Honesty is the best policy for drug prevention

Most people have become so habituated to seeing commercials that media advertisements are viewed uncritically regardless of content. However, a recent series of anti-marijuana propaganda ads begs analysis.

The portrayal of drug use in the commercials paid for by the White House Office of National Drug Policy show the “reality” behind drug use. But these commercials are intentionally misrepresentative. The conservative right, in an attempt to continually make pot controversial, has no other recourse but to lie to ensure that drug prejudices will remain in the mainstream’s convictions. One commercial stars two teenage boys smoking marijuana when one boy pulls a gun from a drawer. The other asks if it is loaded. A gunshot is heard. Fade to black.

“Marijuana can distort your sense of reality,” flashes across the screen.

The ridiculousness of this ad is the irrational leap it asks the viewer to make. Does smoking pot really make fully loaded handguns materialize out of thin air? Of course not. If it did, the Black Market would be obsolete and Cheech and Chong would be the biggest terrorist threat in the world. The real issue at hand in this commercial is gun control, not marijuana abuse.

The terrible stigma marijuana has maintained can be traced back to racial issues that originally sparked its prohibition. Between the years 1915 and 1937, 27 states outlawed marijuana. According to Charles Whitebread, Professor of Law for the University of Southern California Law School, the conception of marijuana early in the 20th century predesignated it as a Mexican indulgence.
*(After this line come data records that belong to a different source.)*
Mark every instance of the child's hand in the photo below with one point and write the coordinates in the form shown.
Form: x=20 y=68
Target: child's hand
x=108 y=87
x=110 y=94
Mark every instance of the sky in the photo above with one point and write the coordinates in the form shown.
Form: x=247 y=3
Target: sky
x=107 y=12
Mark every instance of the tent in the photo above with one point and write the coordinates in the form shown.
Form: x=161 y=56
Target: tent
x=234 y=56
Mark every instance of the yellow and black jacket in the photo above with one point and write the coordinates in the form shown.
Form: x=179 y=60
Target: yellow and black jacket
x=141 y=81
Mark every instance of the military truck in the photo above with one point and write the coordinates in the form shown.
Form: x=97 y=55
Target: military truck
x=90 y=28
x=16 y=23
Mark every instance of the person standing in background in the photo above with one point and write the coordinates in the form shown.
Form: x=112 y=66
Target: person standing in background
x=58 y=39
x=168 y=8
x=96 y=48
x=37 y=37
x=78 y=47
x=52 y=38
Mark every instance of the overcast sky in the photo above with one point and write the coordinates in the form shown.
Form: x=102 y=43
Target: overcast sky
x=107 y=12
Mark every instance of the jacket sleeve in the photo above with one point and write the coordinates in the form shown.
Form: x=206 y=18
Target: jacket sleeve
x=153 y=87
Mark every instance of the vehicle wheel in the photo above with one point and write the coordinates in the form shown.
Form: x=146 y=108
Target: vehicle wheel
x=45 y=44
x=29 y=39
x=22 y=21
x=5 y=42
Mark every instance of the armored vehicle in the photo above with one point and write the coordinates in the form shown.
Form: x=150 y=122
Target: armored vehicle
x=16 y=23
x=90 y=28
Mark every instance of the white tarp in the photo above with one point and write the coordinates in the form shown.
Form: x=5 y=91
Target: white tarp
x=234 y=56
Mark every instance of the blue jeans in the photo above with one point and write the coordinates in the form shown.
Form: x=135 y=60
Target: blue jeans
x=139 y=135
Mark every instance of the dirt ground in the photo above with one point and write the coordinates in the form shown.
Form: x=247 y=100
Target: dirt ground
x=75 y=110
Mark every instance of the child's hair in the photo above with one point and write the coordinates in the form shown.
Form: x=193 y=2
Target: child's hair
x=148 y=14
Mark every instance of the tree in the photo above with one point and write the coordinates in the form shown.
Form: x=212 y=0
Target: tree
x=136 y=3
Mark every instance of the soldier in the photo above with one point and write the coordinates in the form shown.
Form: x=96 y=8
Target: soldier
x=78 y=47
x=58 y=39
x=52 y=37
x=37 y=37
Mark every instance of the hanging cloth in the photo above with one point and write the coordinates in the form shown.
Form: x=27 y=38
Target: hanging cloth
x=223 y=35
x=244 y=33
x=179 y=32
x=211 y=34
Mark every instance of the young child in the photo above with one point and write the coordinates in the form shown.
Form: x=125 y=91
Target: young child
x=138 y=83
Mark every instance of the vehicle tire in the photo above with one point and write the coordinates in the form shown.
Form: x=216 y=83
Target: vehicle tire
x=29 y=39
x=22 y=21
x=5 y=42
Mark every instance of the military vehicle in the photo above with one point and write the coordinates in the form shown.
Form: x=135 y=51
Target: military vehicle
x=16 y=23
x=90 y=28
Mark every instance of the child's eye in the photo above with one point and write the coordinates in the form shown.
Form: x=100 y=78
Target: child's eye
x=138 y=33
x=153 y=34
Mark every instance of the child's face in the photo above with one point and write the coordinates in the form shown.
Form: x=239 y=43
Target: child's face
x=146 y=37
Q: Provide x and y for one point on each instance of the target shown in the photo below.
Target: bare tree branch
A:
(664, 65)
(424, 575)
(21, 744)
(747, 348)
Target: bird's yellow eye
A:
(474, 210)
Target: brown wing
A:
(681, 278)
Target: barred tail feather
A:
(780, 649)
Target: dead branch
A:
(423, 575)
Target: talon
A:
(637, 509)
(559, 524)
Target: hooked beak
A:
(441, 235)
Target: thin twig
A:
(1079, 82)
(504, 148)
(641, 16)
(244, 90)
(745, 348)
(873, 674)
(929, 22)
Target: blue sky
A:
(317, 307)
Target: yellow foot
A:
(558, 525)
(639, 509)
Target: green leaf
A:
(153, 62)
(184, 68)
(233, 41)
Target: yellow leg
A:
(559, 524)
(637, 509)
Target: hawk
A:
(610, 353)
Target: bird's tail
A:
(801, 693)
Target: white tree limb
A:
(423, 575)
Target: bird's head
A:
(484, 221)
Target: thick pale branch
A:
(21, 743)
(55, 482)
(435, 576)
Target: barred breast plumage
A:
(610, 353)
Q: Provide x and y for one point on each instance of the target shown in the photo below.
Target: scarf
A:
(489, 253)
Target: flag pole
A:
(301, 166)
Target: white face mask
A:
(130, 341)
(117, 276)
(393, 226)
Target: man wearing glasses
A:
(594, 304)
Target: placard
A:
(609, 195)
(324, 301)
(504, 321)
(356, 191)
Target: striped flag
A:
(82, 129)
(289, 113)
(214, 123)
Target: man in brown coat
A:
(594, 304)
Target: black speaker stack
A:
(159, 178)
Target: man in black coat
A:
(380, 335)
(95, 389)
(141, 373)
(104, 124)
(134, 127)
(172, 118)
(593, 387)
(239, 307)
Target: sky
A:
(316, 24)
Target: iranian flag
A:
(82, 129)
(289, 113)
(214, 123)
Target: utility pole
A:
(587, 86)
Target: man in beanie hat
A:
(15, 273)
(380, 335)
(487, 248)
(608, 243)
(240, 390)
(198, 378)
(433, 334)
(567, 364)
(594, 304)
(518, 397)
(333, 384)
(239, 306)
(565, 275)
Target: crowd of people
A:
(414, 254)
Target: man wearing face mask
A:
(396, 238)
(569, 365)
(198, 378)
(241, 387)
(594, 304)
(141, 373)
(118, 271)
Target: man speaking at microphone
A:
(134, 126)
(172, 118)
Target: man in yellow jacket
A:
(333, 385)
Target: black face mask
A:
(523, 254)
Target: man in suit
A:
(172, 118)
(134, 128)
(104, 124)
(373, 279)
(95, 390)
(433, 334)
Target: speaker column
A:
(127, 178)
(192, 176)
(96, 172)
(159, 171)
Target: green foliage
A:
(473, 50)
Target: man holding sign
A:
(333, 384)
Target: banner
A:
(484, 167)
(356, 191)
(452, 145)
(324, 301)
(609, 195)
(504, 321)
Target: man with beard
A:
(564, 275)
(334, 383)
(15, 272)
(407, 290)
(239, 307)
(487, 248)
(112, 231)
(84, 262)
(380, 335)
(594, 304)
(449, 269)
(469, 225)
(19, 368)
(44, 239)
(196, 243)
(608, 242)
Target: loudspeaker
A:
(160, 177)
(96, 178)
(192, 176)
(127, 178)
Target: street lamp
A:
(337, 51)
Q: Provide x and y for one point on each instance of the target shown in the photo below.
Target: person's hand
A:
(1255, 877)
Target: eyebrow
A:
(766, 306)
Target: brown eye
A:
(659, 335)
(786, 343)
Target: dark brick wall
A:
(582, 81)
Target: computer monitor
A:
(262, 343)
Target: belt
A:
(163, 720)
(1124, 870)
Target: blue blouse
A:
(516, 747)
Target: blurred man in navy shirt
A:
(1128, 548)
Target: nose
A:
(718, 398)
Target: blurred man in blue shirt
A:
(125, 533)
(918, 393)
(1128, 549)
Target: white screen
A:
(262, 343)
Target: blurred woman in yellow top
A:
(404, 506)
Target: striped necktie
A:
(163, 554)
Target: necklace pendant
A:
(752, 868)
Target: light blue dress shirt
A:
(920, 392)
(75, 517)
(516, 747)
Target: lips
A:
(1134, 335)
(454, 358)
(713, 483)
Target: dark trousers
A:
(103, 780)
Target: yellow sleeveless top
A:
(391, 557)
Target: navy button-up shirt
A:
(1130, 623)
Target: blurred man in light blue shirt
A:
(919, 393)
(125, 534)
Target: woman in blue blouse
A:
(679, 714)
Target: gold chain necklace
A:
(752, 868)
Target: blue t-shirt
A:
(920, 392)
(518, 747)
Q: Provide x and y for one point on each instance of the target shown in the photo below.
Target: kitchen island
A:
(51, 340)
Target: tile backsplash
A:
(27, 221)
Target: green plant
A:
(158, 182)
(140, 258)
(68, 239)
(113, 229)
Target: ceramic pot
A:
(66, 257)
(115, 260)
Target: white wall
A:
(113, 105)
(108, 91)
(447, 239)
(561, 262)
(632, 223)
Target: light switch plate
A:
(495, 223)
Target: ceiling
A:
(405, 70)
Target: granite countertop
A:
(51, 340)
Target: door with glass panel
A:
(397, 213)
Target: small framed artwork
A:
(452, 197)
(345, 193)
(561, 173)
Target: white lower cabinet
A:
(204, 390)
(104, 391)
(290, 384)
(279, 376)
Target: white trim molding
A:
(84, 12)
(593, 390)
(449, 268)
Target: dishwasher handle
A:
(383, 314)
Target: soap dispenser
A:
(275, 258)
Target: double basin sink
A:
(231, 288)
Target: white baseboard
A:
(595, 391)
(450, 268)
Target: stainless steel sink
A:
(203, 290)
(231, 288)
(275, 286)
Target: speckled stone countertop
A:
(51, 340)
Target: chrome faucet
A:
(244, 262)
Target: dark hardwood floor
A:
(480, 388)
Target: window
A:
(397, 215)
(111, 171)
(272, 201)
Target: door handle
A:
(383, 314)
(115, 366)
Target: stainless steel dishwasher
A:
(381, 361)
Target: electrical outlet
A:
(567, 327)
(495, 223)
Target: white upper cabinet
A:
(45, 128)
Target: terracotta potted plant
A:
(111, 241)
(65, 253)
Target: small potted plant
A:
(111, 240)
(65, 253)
Whitebread goes on to say that not only was marijuana falsely branded as making Mexicans “crazy,” but also made hostility toward minority groups an acceptable reaction; rather than judging an entire ethnicity as inherently bad, discriminating against them because of a substance they consume, judging the action rather than the person, becomes justified.

In other words, marijuana was not an acceptable recreational pastime because white people didn’t use it.

European monks, on the other hand, invented beer, so getting drunk is OK.

Children, by their very nature, want to rebel against everything their parents have told them. And if we, as a society, continue to portray marijuana as a delinquent activity, should we really be surprised if people want to flirt with disaster?

If teachers and parents were upfront, youths would be less inclined to rebel. Rather than hyping drugs up as the bogeyman, rather than scaring children to deter experimentation, an objective, unskewed education of drug awareness is desirable.

If students were told, “Marijuana makes you light headed, laugh hysterically and eat lots of junk food, but it’s also highly carcinogenic, psychologically addictive and can potentially make you sterile,” instead of, “Marijuana is the first step to a life of ruination, sleeping in gutters and doing the unmentionable with pederasts in subway bathrooms, so crack open a beer because it’s safer,” they might be better equipped to ethically weigh their options. This type of education must be used for legal and illegal drugs alike.

That the majority of Americans still believe legalizing marijuana will lead society into decadence reflects a larger problem; if our society were as advanced and sophisticated as we’ve been led to believe, why do we still fear allowing people to make decisions for themselves? Are the methods used in child rearing and education so crude and antiquated that we, as Americans, are unable to instill good decision-making skills? Are scare tactics the only deterrent we can find?

Until we are willing to break away from traditional stigma, marijuana’s legalization will be dangerous and premature. Only when we reach a point where we trust future generations to set their own limits, will the legalization of marijuana become a viable option for America.